Thursday 16 November 2017

RadCom - December 2017 Edition

Ah!  It's near that time of month again when most people run out of money and RadCom drops through their letterbox.

This month's is the advertising-spectacular, Christmas 2017 edition.  The cover is a strange sort of blurred-out snowflakes falling image.  You could say it's like trying to listen to HF radio - the signal is there, but masked by the RFI.

Regular readers will know that I have a love-hate relationship with the RSGB.  I'd love to get behind it, but I hate the way it goes about things.

Happy Christmas 2017!  Bah!  Humbug!


I was glad to see EMC/RFI issues - and there are now a lot of those - get some prominence and depth in this month's edition.  The EMC committee chairman is clearly doing a lot of work, but perhaps is inundated by the sheer number of EMC problems and those complaining about them.

The rest of RadCom is the usual mix of stuff that we all like to read about.

Sure, none of us want a magazine that is just full of doom and gloom.  But, equally, we don't really want a magazine that perpetually paints amateur radio as something that we can all enjoy without much difficulty.

Tell that to one operator who I looked up last night after hearing him on WSPR:

'What a shock to find the HF spectrum so full of garbage from SMPS, PLT network adapters, Low energy (high qrm) light bulbs, VDSL QRM from the telephone wires, plasma tv sets etc etc etc. What an appalling mess !!! I am even picking up one of the neighbours music collection all over the HF bands with a very distorted unstable wideband FM type signal, what's that all about ?'

I read these kind of accounts without ever looking for them - they are commonplace and they fill me with sadness.

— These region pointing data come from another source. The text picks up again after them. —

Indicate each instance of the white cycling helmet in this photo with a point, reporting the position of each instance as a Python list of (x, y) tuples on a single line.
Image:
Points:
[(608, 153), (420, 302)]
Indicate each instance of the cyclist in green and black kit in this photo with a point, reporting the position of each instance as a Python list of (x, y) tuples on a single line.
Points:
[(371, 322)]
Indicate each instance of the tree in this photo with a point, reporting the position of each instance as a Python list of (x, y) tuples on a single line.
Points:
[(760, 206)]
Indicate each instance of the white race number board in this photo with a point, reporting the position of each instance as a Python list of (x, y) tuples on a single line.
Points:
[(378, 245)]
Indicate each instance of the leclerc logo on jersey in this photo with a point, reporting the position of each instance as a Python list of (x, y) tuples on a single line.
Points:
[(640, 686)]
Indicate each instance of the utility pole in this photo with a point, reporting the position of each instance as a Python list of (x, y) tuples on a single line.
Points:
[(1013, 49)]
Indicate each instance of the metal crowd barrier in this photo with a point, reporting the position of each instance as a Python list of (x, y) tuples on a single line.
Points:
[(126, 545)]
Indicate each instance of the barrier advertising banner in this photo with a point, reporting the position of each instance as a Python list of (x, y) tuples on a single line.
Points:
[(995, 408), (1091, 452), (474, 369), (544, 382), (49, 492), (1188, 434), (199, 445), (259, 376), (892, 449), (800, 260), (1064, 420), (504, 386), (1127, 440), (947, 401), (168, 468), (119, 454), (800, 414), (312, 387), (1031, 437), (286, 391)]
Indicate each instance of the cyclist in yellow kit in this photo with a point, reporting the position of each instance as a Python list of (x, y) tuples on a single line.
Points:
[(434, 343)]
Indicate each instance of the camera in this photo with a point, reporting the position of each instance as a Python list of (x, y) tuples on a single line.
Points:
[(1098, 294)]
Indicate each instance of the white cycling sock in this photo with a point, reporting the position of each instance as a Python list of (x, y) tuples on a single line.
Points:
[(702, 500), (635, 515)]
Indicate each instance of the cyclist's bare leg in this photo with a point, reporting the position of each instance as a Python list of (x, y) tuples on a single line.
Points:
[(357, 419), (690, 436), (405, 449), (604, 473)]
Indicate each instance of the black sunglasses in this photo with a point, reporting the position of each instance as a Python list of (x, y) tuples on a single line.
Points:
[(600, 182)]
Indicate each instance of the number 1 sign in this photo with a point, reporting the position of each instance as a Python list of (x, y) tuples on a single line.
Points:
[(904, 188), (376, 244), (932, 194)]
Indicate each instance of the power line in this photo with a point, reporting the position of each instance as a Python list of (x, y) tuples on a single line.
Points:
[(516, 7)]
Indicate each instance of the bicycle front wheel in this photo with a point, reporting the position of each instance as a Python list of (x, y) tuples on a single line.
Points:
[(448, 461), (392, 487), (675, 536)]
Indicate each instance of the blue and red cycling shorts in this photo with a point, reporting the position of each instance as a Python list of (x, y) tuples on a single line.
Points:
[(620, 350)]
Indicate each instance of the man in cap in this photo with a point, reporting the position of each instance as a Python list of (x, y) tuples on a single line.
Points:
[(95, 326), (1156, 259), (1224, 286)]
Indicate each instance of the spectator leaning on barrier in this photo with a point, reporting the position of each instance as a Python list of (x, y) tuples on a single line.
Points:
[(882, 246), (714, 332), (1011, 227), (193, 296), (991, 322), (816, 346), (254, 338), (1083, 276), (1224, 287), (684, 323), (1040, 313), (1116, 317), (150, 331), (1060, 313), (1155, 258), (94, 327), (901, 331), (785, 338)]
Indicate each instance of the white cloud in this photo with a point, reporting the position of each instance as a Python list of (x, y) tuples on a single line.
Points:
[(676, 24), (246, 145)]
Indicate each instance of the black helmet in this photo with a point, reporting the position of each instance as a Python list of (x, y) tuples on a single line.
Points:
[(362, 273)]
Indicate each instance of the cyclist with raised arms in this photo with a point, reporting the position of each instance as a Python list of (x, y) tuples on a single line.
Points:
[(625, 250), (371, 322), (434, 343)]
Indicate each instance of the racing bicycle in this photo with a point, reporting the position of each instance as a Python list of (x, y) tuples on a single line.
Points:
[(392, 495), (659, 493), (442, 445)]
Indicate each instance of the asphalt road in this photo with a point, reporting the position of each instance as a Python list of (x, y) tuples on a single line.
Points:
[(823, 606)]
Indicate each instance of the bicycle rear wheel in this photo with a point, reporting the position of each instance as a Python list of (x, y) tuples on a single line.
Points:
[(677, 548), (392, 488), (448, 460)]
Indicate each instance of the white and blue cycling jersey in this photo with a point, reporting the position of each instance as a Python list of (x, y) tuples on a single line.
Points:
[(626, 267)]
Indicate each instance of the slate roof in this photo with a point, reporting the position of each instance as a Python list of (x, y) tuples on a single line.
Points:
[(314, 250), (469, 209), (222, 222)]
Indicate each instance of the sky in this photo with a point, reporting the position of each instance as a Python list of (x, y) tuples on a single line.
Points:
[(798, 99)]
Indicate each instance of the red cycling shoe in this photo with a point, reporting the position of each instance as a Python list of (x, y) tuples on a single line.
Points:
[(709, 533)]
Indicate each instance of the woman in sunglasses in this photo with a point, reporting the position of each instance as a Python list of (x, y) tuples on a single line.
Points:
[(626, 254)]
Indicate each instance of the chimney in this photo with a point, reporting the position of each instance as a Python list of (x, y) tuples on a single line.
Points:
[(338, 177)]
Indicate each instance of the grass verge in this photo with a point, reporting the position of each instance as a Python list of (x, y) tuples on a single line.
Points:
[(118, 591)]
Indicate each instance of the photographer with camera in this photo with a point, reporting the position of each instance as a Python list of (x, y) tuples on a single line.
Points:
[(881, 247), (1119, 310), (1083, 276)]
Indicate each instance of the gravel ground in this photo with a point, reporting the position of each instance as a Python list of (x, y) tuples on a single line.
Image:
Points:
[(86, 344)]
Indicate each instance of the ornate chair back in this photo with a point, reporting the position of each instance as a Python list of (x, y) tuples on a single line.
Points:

Sadness, because it tells of a time when HF communications is either seriously impaired or made essentially impossible for the current, let alone future generations.

RFI?  What RFI?  It's lovely down here!  Image:Fwaaldijk/Wikicommons.


Sadness, because the RSGB is not putting EMC at the very top of its agenda.  It tries to influence OFCOM, which is a bit like trying to kick a dead donkey.  It doesn't seem to try to lobby parliamentarians, which is where the hard work needs to go in.

Does it matter that RadCom and the RSGB seem like ostriches, ploughing their heads into the sand?

Well, about 30-odd years ago, I was a fairly keen fly fisherman.  The local club was active and lively.  On an warm summer's evening, you might find it difficult to find a spot to fish from, even across a fairly large lake.

Today, that lake is empty of fishermen.  The club, you see, was run by old men, many with plenty of money and only winning a fishing contest on their minds.  The company that owned the lake was more interested in reducing legal liabilities by getting rid of fishermen and visitors.  Accordingly, and failing to see the changes to the world around them, the old men did nothing to encourage youngsters and newcomers, and the hobby died on its feet - at least at that lake.  Sound familiar and transposable to ham radio?  I should say so.

I might sound very negative during these more political posts.  In fact, I am very positive by nature.  The negativity comes from the sheer frustration of seeing 20,000-odd people simply pay their subscription, so they can have magazine every month, with very few demanding the RSGB change its approach to leading the hobby.